Automation & AI usage
In the IT industry, the Internet of things (IoT), cloud services, and general Software as a Service (SaaS) have simplified things for IT managers. You can now just monitor and attend to more pertinent issues and tasks (hopefully not just stream movies and play games on duty).
While seated comfortably, you will be able to now perform tasks such as deploying new software, installing/removing updates on multiple machines/devices simultaneously. All with a push of a few buttons.
In the high-risk investment scene, automation has given traders more room for better research and analysis Thus relieving you from the known stresses and mundane tasks associated with trading.
For many trading houses and brokers, AI has even completely taken over the mundane task of making and executing trades.
If you haven’t already, read this great book entitled: The Fear Index (thriller by Robert Harris). Though fiction, it illustrates the use of a machine learning tool using algorithms to help a hedge fund company generate billions for its investors.
The use of AI is not without fault. It can also lead to costly system-generated errors like the trading error a few years at Goldman Sachs cost the firm $100 million and other cases.
Other use cases
It can still, on a ‘micro’ level, help free human capital (individuals) from PC-related issues. So things like having stress, headaches, backaches, and lack of time spent with family and friends can be a thing of the past.
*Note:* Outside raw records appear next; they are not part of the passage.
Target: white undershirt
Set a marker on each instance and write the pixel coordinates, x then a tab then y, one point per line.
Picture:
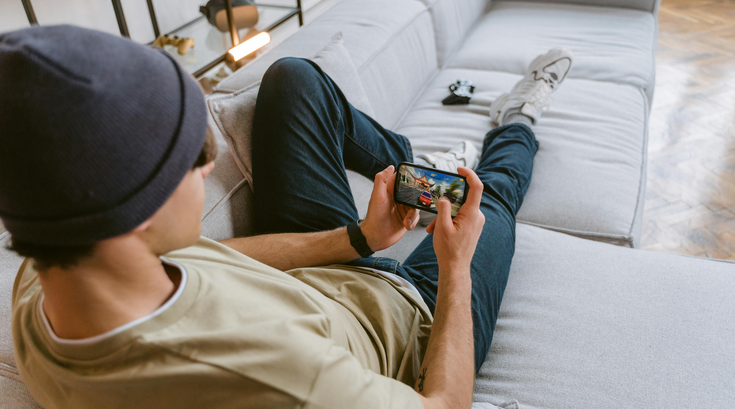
124	327
111	333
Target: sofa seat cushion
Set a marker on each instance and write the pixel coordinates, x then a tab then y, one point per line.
589	172
609	44
9	264
589	325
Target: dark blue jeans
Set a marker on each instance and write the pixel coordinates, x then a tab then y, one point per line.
305	134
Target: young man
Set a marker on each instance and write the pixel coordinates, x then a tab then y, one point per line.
121	304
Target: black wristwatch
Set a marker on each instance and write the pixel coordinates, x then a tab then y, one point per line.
357	239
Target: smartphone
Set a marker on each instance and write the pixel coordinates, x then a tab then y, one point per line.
421	187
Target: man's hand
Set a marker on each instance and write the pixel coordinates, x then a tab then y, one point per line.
455	239
386	222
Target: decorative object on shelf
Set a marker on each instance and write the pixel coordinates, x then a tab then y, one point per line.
244	14
218	16
183	44
462	91
247	47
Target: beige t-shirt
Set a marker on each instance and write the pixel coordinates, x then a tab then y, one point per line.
237	334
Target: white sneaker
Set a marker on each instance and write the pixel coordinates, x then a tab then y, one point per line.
463	154
532	94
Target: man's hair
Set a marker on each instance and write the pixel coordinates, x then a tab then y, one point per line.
47	256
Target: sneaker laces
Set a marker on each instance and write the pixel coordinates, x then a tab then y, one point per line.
440	159
540	97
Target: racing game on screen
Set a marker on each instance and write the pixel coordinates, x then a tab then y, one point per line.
423	188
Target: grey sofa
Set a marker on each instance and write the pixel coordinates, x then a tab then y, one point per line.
587	320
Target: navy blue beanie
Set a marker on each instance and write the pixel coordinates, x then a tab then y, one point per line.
96	133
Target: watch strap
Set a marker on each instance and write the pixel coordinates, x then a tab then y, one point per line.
357	239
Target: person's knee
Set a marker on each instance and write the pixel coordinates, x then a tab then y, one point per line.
288	75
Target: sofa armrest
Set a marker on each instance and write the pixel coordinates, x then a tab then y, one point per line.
644	5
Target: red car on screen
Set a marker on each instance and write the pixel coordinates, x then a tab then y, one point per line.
425	199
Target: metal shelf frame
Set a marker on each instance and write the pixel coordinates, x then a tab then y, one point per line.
234	35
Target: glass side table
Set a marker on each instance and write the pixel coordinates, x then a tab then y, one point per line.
210	45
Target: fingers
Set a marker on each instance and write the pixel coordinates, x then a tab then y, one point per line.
411	218
444	216
474	196
430	228
381	181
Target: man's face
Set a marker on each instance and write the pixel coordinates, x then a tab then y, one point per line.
177	223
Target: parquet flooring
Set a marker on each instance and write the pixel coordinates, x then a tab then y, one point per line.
690	196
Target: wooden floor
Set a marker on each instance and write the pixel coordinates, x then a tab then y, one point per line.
690	197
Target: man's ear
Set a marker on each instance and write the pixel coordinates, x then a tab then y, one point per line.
206	169
143	226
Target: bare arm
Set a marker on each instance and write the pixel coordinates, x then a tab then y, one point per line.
384	224
447	375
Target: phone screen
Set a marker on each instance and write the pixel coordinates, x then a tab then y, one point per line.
421	187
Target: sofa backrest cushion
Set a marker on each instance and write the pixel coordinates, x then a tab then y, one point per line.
452	20
645	5
391	43
234	113
365	26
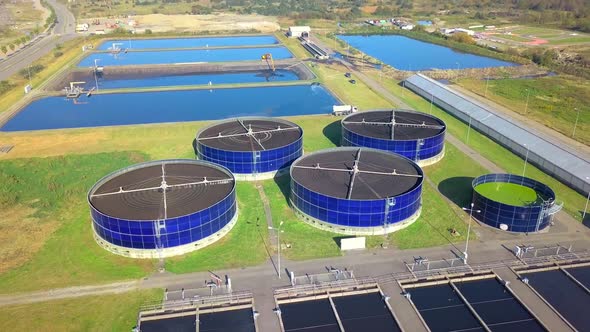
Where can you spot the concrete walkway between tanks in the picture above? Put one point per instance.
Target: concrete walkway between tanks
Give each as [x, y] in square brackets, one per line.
[262, 279]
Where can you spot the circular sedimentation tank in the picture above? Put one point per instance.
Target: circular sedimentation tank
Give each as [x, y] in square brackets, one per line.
[417, 136]
[358, 191]
[253, 148]
[513, 203]
[163, 208]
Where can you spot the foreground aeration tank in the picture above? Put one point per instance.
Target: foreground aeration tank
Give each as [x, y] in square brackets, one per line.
[357, 191]
[163, 208]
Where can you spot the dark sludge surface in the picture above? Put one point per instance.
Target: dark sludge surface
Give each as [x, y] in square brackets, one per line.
[582, 274]
[569, 299]
[227, 321]
[365, 312]
[174, 324]
[309, 316]
[497, 307]
[443, 310]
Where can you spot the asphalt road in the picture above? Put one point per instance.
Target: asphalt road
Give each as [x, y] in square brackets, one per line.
[63, 31]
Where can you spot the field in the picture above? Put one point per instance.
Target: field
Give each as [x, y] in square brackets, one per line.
[93, 313]
[573, 202]
[18, 17]
[552, 101]
[520, 35]
[508, 193]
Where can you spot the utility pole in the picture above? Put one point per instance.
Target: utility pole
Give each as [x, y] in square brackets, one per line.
[576, 123]
[586, 207]
[278, 245]
[526, 159]
[471, 210]
[526, 105]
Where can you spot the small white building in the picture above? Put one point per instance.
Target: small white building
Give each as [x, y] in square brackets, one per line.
[299, 31]
[467, 31]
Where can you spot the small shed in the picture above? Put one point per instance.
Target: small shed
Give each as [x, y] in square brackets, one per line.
[299, 31]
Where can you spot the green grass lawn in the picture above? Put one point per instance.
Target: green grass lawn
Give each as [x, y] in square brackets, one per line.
[243, 246]
[552, 101]
[115, 312]
[515, 38]
[57, 247]
[571, 40]
[306, 241]
[508, 193]
[573, 201]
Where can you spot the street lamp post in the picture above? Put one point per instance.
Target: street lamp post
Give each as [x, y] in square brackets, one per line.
[278, 245]
[526, 159]
[526, 105]
[587, 199]
[471, 210]
[29, 71]
[96, 73]
[576, 123]
[468, 129]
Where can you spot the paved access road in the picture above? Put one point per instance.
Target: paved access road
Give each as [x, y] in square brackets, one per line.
[63, 31]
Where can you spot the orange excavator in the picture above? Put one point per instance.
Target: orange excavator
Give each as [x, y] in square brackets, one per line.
[268, 58]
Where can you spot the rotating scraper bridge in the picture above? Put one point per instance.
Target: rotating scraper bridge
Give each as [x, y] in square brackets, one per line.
[253, 148]
[417, 136]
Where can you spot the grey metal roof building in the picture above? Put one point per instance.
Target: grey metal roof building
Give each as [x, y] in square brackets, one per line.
[558, 160]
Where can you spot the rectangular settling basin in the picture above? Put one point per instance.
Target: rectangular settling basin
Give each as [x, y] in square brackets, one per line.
[164, 57]
[406, 53]
[309, 316]
[171, 106]
[365, 312]
[564, 294]
[196, 42]
[135, 81]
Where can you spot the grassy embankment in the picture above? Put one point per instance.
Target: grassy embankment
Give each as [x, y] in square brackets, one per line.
[573, 201]
[51, 64]
[552, 101]
[116, 312]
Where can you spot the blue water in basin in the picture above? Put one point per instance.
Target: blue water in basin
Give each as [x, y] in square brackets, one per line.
[189, 42]
[105, 82]
[183, 56]
[409, 54]
[171, 106]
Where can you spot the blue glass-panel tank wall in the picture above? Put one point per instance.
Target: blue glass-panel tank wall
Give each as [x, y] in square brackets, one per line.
[417, 136]
[356, 190]
[162, 208]
[513, 203]
[251, 147]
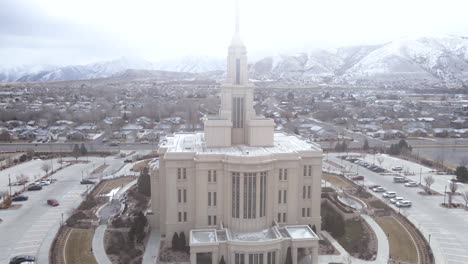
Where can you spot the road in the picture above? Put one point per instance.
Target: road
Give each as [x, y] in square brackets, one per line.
[446, 227]
[68, 147]
[31, 228]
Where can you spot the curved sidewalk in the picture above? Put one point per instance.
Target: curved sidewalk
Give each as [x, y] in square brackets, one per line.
[99, 251]
[383, 248]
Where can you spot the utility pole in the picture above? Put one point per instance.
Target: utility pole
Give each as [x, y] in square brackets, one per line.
[420, 175]
[9, 183]
[445, 192]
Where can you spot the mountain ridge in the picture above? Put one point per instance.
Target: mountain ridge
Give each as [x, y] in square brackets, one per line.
[441, 60]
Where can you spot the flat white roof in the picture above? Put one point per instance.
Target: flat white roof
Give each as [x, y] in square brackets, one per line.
[300, 232]
[195, 142]
[203, 236]
[266, 234]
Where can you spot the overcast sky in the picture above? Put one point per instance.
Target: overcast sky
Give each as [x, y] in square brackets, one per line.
[84, 31]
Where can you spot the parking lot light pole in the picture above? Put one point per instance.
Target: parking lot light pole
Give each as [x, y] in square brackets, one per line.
[420, 175]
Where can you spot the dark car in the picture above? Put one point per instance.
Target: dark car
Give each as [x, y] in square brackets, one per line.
[34, 188]
[20, 198]
[22, 259]
[86, 181]
[53, 202]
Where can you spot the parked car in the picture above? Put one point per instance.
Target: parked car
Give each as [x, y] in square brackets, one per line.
[403, 203]
[20, 198]
[379, 189]
[43, 183]
[22, 259]
[389, 194]
[399, 179]
[397, 199]
[53, 202]
[87, 181]
[34, 187]
[411, 184]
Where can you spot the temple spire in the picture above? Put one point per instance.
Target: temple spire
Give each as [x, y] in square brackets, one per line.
[237, 17]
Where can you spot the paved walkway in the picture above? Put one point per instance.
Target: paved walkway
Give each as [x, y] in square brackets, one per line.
[98, 245]
[383, 249]
[152, 248]
[106, 213]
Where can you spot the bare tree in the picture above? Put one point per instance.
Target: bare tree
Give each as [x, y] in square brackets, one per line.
[453, 186]
[429, 180]
[45, 167]
[380, 160]
[465, 197]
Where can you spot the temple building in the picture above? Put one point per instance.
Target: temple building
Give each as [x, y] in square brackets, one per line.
[238, 190]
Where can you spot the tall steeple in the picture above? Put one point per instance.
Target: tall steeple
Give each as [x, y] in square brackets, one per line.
[237, 57]
[237, 122]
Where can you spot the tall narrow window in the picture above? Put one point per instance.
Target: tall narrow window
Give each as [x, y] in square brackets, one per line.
[262, 193]
[235, 194]
[250, 195]
[237, 71]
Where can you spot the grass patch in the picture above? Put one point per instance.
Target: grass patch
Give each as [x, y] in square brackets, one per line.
[402, 247]
[78, 247]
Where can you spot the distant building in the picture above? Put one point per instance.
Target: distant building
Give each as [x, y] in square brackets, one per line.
[241, 191]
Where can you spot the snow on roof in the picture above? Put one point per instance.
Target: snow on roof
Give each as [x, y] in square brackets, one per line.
[195, 142]
[266, 234]
[301, 232]
[204, 236]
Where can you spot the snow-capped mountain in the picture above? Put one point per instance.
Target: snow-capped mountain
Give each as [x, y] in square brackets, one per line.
[441, 61]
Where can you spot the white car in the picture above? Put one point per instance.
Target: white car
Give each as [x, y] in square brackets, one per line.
[379, 189]
[397, 199]
[403, 203]
[389, 194]
[411, 184]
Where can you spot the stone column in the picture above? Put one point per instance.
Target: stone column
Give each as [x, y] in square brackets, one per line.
[314, 255]
[294, 254]
[214, 257]
[193, 257]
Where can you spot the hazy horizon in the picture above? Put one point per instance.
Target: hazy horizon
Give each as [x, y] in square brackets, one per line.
[54, 32]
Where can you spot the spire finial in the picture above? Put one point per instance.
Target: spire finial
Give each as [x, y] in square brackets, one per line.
[237, 16]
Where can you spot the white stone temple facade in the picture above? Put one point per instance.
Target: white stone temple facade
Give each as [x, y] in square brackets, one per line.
[238, 190]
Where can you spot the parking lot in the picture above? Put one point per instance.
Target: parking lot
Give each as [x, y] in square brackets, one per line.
[31, 228]
[447, 227]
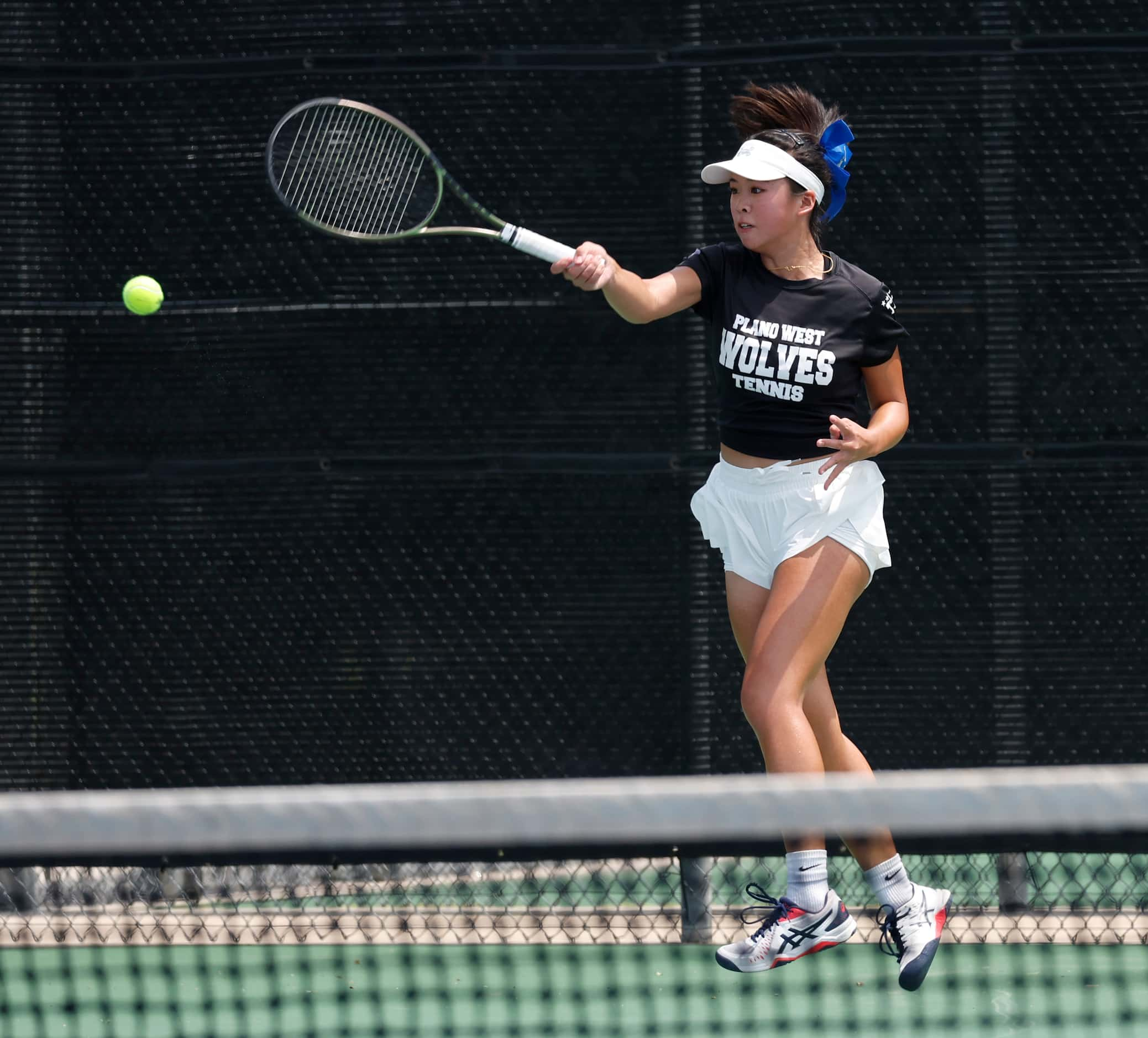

In the industrial and manufacturing sectors, the advent of AI creates even more of a fear and a concern. The number (staffing) of redundancies, may increase when it is introduced.
This would require careful planning to ensure the blue-collars that are ‘replaced’, are compensated. More so, they would need to be incorporated into different areas of businesses.
Limits of robotics
Obviously, not every task need to be automated or performed by robots. We (as humans) are still required to check-up, inspect, and perform quality checks for instance.
We can, as a result, deal with inter-personal jobs that require more empathy like in customer and social service.
Human resources or getting into corporate social responsibility (CSI) projects that reach out to communities.
More importantly, policies by governments will need to focus ever so more on job-creation. Governments must now adopt innovative means of creating jobs or foster and supporting entrepreneurship. Projects like those of Mr. Tesla/Mr. PayPal/Mr. SpaceX has created thousands of new jobs.
As for the use of AI in weaponry and military defense systems, the less said the better. When it comes to privacy and security concerns we can only hope that rogue politicians don’t get unregulated access to such technology. In such a case we would only be able to protest and hope not to feature in a real-life James Cameron sequel to Judgment Day.